Cardiovascular/thrombotic diseases are frequently induced by a variety of stressors. Obese patients are susceptible to thrombotic diseases associated with stress, but the underlying mechanisms are unknown. We previously reported that restraint stress to mice caused a significant induction of a primary inhibitor of fibrinolysis, plasminogen activator inhibitor-1 (PAI-1), in association with tissue microthrombosis. We have investigated the effect of obesity on the stress-induced PAI-1 expression using genetically obese mice. Male obese mice (C57BL/6J ob/ob) of 6 weeks old and their lean counterparts (C57BL/6J +/?) were placed into 50-100 ml conical centrifuge tubes fitted with multiple punctures so as to allow ventilation. The tubes were placed in horizontal holders and the animals thus maintained for a continuous period of restraint. After 2 or 20 hours of restraint, the mice (n=8) were sacrificed, and the plasma and tissues were harvested. PAI-1 antigen in plasma was measured by ELISA and PAI-1 mRNA in tissues was quantitated by competitive RT-PCR assay. Obese mice were hyperresponsive to short- and long-duration of restraint stress in the induction of PAI-1 antigen in plasma and PAI-1 mRNA in tissues, especially in their hearts and adipose tissues (Fig. 1).
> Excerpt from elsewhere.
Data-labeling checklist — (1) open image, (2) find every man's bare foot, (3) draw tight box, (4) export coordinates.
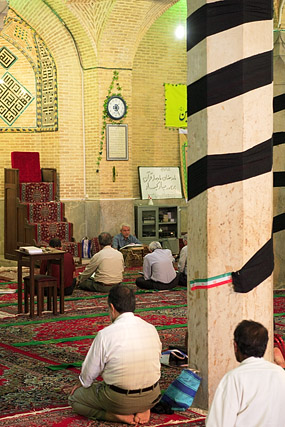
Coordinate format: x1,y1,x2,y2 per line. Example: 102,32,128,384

In situ hybridization analysis of the stressed mice revealed that strong signals for PAI-1 mRNA were localized to adipocytes, cardiovascular endothelial cells, and renal glomerular cells in obese animals. Immunohistochemical analysis for fibrin revealed that renal glomerular fibrin deposition was induced by 2 hour-restraint stress in obese mice (arrow in Fig. 2B), but rare in lean mice (Fig. 2A). Quantitative evaluation of fibrin was also achieved by counting the number of fibrin-positive glomeruli in each kidney section in a blinded fashion (Fig. 2C).
Elevation of tumor necrosis factor-alpha (TNF-alpha) level in plasma after stress was pronounced in obese mice and pre-treatment of mice with anti-TNF-alpha antibody partially attenuated the stress-mediated induction of PAI-1 gene in adipose tissues. These results suggest that larger induction of PAI-1 may be relevant to the increased risk of stress-induced thrombosis in obese subjects and that TNF-alpha may be involved. This study presents a novel finding regarding the molecular process of the stress-induced thrombosis in obesity, and suggests that PAI-1, stress, and obesity, may be closely associated with the increased risk for cardiovascular and thrombotic diseases.